It is vital to establish a solid movement foundation in children, internationally renowned movement coach and physiotherapist Joanne Elphinston told the conference.
Joanne Elphinston is a former head of performance movement for the British Olympic Association
'You can find the same movement issues when dealing with a nine year old, a 19 year old, or a 29 year old,’ she said.
‘Why? Either the older athletes never developed good movement or they lost it somewhere along the way.’
The solutions to establish good movement skills are simple, but they must be well communicated to children, and they must be portable and adaptable for children to use across all sports and physical activity, Mrs Elphinston said.
A former head of performance movement for the British Olympic Association, Mrs Elphinston has also worked in a range of elite sports, from cross-country skiing to karate, swimming and equestrian.

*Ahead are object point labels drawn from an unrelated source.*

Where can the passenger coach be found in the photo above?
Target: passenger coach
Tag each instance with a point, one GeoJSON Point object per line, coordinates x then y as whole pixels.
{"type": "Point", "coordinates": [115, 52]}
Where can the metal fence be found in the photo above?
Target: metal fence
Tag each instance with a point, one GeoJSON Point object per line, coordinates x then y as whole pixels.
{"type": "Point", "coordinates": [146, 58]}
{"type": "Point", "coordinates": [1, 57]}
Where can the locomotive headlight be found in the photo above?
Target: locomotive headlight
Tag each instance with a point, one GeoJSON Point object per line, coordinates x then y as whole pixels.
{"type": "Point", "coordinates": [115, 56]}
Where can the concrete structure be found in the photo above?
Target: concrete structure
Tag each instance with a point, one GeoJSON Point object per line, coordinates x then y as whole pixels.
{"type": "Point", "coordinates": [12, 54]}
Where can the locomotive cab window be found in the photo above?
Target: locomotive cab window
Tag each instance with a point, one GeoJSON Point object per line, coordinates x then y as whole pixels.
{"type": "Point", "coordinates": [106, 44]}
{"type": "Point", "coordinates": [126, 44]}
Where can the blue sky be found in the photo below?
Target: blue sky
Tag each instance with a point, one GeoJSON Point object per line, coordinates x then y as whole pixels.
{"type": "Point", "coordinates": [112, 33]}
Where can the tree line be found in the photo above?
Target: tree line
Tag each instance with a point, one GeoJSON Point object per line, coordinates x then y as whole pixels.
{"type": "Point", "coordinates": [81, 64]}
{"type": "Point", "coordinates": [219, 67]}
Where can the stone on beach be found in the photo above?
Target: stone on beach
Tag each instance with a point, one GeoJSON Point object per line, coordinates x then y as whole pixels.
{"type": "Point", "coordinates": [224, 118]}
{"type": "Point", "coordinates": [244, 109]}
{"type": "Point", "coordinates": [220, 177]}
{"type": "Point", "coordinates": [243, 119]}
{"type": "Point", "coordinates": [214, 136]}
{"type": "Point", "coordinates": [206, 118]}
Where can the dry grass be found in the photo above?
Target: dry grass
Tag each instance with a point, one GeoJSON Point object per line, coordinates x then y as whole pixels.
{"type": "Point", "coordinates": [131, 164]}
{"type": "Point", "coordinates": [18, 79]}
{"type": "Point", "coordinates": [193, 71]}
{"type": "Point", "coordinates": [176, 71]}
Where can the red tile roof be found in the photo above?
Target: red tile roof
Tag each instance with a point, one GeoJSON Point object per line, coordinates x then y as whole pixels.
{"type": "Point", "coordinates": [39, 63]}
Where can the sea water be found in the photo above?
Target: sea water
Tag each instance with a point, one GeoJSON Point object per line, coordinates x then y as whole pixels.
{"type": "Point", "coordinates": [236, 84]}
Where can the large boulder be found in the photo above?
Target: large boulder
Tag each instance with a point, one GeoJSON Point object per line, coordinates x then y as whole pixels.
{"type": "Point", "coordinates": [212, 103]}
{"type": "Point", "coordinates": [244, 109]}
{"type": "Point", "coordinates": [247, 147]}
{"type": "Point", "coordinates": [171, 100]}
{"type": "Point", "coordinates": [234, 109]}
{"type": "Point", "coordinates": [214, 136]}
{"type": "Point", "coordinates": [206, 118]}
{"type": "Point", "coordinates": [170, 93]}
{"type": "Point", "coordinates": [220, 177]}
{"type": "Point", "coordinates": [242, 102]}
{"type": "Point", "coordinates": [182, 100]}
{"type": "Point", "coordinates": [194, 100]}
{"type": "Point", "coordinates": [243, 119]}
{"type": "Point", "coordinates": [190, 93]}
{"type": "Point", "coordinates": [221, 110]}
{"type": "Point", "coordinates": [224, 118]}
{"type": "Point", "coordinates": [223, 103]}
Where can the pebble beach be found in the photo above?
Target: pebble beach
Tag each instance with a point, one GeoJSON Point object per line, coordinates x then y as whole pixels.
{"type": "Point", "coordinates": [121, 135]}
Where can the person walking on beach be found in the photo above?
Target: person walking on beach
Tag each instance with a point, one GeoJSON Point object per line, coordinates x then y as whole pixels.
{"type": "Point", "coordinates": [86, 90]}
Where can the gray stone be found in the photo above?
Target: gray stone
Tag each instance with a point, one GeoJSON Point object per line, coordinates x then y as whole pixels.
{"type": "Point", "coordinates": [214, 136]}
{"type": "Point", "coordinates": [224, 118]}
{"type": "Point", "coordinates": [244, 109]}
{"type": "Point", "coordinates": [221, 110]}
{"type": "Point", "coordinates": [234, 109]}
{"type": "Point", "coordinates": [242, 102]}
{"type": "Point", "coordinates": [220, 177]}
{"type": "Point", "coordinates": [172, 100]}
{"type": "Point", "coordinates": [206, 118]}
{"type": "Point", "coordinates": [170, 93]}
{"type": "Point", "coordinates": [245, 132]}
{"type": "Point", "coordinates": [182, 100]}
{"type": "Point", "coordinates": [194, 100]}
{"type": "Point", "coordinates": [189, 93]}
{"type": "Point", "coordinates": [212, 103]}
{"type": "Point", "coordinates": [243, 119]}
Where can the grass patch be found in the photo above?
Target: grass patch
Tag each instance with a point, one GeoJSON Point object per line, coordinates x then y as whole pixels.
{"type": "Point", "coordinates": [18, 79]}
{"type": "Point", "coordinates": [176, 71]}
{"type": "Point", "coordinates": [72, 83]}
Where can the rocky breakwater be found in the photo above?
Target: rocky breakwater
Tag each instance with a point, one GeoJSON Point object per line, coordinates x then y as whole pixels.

And she regularly trains dancers and musicians as well as working closely with children.
‘Kids love to learn and they are made to move, so there is no reason why you can’t make it fun while you are teaching them well,’ she said.
‘But you must shift your emphasis from what to think in their body, to how to feel,’ she said.
‘You should begin to introduce self-efficacy, or “I can”, and give the children process, which fosters self-efficacy.
‘A loss of self-efficacy is a big reason why kids stop doing sport as teenagers.’